This December, when I string my lights and trim my tree and light my menorah, I have four new friends to help me ring in the holiday cheer. Four miniature ceramic figurines, to be exact. Dressed in wintry clothes and perched on patches of white faux snow, my people are all busily headed somewhere. One lady, clutching a bag of wrapped gifts with another under her arm, is “walking” so swiftly her scarf flies behind her.

The expansive quirkiness is so endearing that at first you may not realize how carefully curated the store is.

One of my men is pulled along by his dog, which wears a red flannel sweater to match his master’s. I impulsively purchased my figurines, which are meant to be part of a sprawling Christmas-village display, last spring at Fredericksburg’s Christmas Store. And now I’m responsible for staging them a home for the holidays.

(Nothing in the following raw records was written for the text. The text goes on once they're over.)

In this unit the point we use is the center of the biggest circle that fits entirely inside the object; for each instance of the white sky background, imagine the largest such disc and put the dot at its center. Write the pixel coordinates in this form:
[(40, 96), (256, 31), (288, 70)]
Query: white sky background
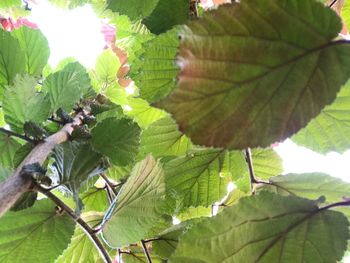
[(77, 33), (71, 33)]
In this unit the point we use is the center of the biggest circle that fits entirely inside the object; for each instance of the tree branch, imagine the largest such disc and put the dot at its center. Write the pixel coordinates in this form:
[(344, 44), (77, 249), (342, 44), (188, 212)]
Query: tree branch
[(91, 233), (332, 4), (149, 260), (109, 184), (15, 185), (248, 158), (11, 133)]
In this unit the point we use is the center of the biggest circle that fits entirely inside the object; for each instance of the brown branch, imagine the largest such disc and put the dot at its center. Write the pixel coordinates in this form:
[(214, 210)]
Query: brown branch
[(11, 133), (149, 260), (16, 185), (109, 184), (90, 232)]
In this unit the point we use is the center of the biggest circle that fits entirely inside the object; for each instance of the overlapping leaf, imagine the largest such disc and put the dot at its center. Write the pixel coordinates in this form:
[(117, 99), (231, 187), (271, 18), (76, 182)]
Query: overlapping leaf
[(134, 9), (12, 59), (8, 148), (155, 70), (36, 234), (118, 139), (4, 173), (195, 179), (162, 138), (256, 72), (266, 163), (106, 68), (310, 185), (63, 88), (95, 199), (81, 248), (75, 163), (167, 14), (84, 79), (330, 130), (35, 48), (138, 212), (167, 241), (267, 228), (24, 103)]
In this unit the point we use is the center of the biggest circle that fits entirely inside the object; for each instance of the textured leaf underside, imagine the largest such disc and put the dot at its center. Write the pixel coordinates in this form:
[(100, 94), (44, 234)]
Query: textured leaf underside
[(256, 72)]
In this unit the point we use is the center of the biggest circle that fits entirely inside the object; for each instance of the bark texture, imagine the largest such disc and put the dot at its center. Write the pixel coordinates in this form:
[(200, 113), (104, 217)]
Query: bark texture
[(14, 186)]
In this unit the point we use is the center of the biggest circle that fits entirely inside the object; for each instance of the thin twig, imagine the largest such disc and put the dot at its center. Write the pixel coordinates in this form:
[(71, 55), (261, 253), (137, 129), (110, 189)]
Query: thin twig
[(109, 184), (86, 228), (15, 185), (333, 3), (109, 196), (11, 133), (56, 121), (149, 260), (248, 158)]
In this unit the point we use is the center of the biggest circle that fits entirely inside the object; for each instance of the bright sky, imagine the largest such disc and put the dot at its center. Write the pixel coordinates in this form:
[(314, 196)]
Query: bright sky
[(77, 33), (71, 33)]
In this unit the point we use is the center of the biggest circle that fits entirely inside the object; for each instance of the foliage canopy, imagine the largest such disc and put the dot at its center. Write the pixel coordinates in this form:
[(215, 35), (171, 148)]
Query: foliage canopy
[(213, 91)]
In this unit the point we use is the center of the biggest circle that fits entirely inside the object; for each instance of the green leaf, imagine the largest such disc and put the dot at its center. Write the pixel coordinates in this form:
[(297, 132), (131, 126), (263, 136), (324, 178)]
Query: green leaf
[(81, 248), (311, 186), (36, 234), (266, 163), (63, 89), (136, 108), (12, 59), (4, 173), (106, 68), (119, 173), (195, 179), (118, 139), (194, 212), (134, 9), (75, 163), (24, 103), (167, 14), (345, 13), (139, 208), (8, 148), (154, 72), (142, 112), (21, 153), (267, 228), (25, 201), (167, 241), (9, 3), (162, 138), (257, 72), (95, 199), (137, 255), (330, 130), (36, 49)]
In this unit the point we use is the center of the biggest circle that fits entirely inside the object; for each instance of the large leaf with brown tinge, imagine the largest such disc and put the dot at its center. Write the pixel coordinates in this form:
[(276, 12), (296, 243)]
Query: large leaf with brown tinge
[(256, 72)]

Nestled between antiques stores and beer gardens on Fredericksburg’s bustling Main Street, the Christmas Store jingles—and jangles—year round. Amid mounds of shimmery snow-dust and greenery, ceramic Santas reign like kings from windowsills, grinning jollily from their twinkling thrones. Inside, psychedelic mushroom ornaments hang from the branches of plastic, neon trees, their eye-catching glow straddling that amorphous line between funky-cool and kitschy. It’s a subjective line—overdone versus classic, gaudy versus hip, sentimental versus cheesy—that the Christmas Store deftly walks throughout its 10,000 square feet of cheer. Costume jewelry festoons stuffed reindeer, and artificial trees of many colors and sizes sparkle and heave under the weight of eclectic ornaments. There’s a lot of cat stuff. An entire alcove is dedicated to funny wine sayings and martini-glass charms, as if to say, we get it: There’s a reason why we drink around the holidays.

The expansive quirkiness is so endearing that at first you may not realize how carefully curated the store is. Twin brothers John and Don Mooring and their cousin Beth Watson, the store’s energetic owners, know what they’re doing. Before John and Don became partners, they worked as interior designers in Los Angeles and came to Fredericksburg every so often to help Beth “make the shop pretty.” About a decade ago, the brothers ditched West Hollywood for the Hill Country, where they now live with their four cats and their blue beach bikes, which are equipped with cup holders (for wine!) and bells for greeting folks about town. The three partners aren’t just local businessmen—they’re engaged citizens and advocates. When you visit, don’t leave without picking up their list of favorite local shops and restaurants.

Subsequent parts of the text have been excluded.